Por suerte para ella, no le hizo falta: en ocasiones el
universo conspira a tu favor. Aquella recién llegada de las maletas, la
caminante intempestiva que la había despertado tan desconsideradamente un
jueves de enero por la tarde, no dominaba las artes velocipédicas tan
perfectamente como el resto de tripulantes. A lo mejor no las había aprendido
de pequeña, o puede que sus aptitudes rodantes no fuesen tan buenas como las de
sus congéneres. Probablemente nunca lo sepamos, si bien los motivos de su
ignorancia no vienen al caso de esta historia.
Lo realmente relevante es que la recién llegada tuvo que
aprender ella también a doblegar vientos, a combatir tempestades y a enfrentar
muros de aire. Ella también tuvo que plantearse cómo malear un torbellino, cómo
redondearlo y cómo domesticarlo para pasearlo tras ella por el borde de un lago
o entre bosques habitados por ciervos blancos. Junto a ella, la ciudad
observaba. Medía. Calculaba. Comprobaba que la agudeza o la gravedad de una
nota dependían de la anchura del hueco por el que transitara, del caudal que lo
atravesase y de la presión que adquiriera.

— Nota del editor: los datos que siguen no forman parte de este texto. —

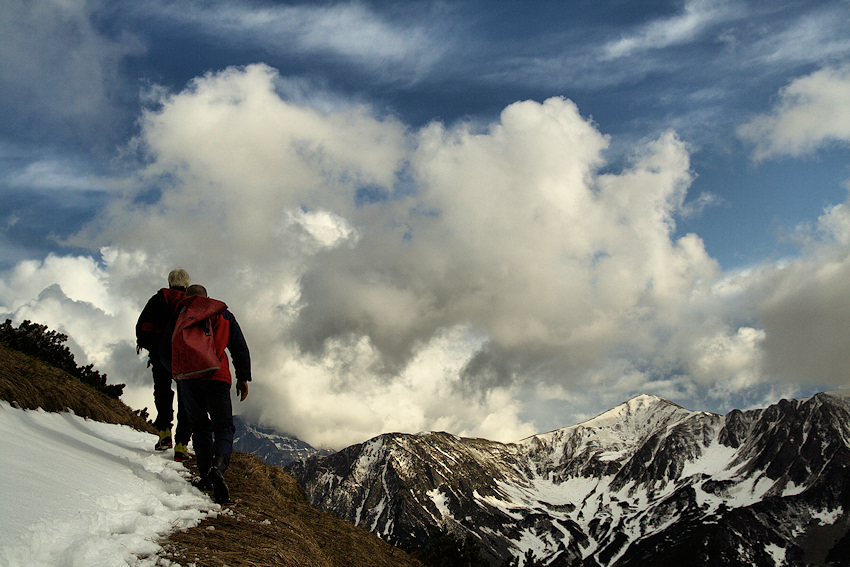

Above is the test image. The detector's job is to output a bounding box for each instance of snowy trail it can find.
[0,401,221,567]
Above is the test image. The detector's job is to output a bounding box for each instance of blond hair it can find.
[168,268,192,291]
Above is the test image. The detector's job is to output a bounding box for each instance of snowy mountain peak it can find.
[288,395,850,567]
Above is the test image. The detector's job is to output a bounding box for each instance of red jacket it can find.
[163,295,251,384]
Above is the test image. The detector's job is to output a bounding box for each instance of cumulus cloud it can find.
[0,65,850,447]
[738,65,850,160]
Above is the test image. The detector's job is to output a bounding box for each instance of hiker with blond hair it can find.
[162,284,251,504]
[136,268,192,461]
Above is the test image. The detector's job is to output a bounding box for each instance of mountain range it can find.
[285,392,850,567]
[233,415,333,467]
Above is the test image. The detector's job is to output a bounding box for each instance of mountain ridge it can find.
[286,393,850,567]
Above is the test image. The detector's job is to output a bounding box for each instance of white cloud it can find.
[738,65,850,160]
[149,2,449,82]
[0,65,850,447]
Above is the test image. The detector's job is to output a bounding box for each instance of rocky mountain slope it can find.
[287,393,850,567]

Hasta que un día, por fin, la ciudad empedrada y quebrada se
dio cuenta de algo: silbar era mucho más sencillo de lo que creía. Ya tenía los
huecos, los canales y los caudales; ahora solamente era cuestión de destreza.
Ella, por sí misma, era un órgano horizontal.
La recién llegada, que ya no lo era tanto y que finalmente
había aprendido a frenar con los pedales en los semáforos en rojo, se
sorprendió un amanecer al escuchar un extraño trino de pájaros junto al
Kastellet. No era capaz de reconocer a aquella especie. ¿De qué clase de ave se
trataría? ¿Un gorrión, una garza, un cisne? La ciudad, mientras tanto, reía por
lo bajo entre gorjeos.
La vida, en efecto, oculta giros
inesperados: a partir de aquel momento su canto se quedaría enredado entre los
cabellos broncíneos de una sirenita que, seis meses antes, había surcado los
mares para ir a buscar a aquella torpe amazona de velocípedos que, por azares
del destino, acabaría ayudándola a cumplir su sueño.